When we published 2020 compensation figures for the Carlyle Group last week, some people suggested Carlyle’s pay seemed reminiscent of 2006: the investment firm, which has $195bn of assets under management, is on track to pay its 1,800 staff members an average of $760k this year. However, if Carlyle pay seems extreme those same people might choke on the pay numbers coming out of rival investment firm KKR.
KKR released its global second quarter results yesterday. At the last count, it employed 1,384 people globally including 480 investment professionals, 624 ‘other’ professionals, and 280 support staff.
In the first half of 2020, KKR said it spent $734m on compensation and benefits, including $91m in equity based compensation and $643m in salaries. KKRs’ 1,384 employees therefore received average salaries and equity based pay of $530k for six months alone.

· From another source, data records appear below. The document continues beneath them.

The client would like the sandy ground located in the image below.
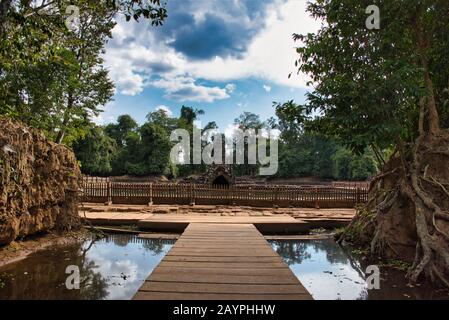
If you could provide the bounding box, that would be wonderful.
[80,203,356,220]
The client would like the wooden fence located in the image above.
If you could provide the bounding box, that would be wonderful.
[80,178,368,208]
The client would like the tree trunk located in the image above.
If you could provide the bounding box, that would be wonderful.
[414,10,440,135]
[56,93,74,144]
[0,0,12,38]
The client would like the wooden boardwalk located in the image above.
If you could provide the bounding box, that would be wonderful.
[134,223,312,300]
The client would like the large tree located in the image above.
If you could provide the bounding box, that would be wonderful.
[0,0,167,145]
[294,0,449,286]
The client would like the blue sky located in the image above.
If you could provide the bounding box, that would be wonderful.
[96,0,319,130]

As anyone who knows about private equity and alternative investment jobs will be aware, however, pay in the sector isn’t just about salaries and stock bonuses. It’s mostly about carried interest, or earning a share of the profits a fund makes on successful investments once they’ve been exited. This is where the real upside lies.

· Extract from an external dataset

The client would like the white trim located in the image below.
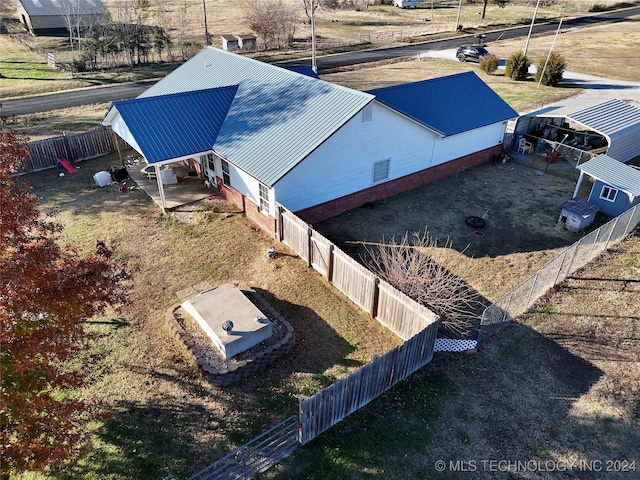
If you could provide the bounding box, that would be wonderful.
[600,185,620,203]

At KKR, the “carry pool” is allocated to the firm’s principals, to “other employees” and to “non-employee operating consultants.” Carried interest is only paid out once a performance hurdle of 7% has been met. When this hurdle has been satisfied, relevant employees at KKR share 20% of the profits realized by a fund’s limited partners (investors).
Accordingly, in the first half of 2020, KKR’s allocations for “realized carried interest” earned on its investments were a further $734m. The implication, then, is that KKR’s 480 investment staff were on track to receive an additional $1.5m each from carried interest payments for the first six months of 2020 alone.
Huge pay could yet become a political hot potato given that private equity funds have benefitted from rising equity markets and state bailouts of some investee companies. Carried interest at KKR, as at most fund companies, can be clawed back if investments sour following a fund’s liquidation: in this circumstance, KKR resolves the right to claw back all carried interest previously distributed in relation to the fund, typically on an after-tax basis.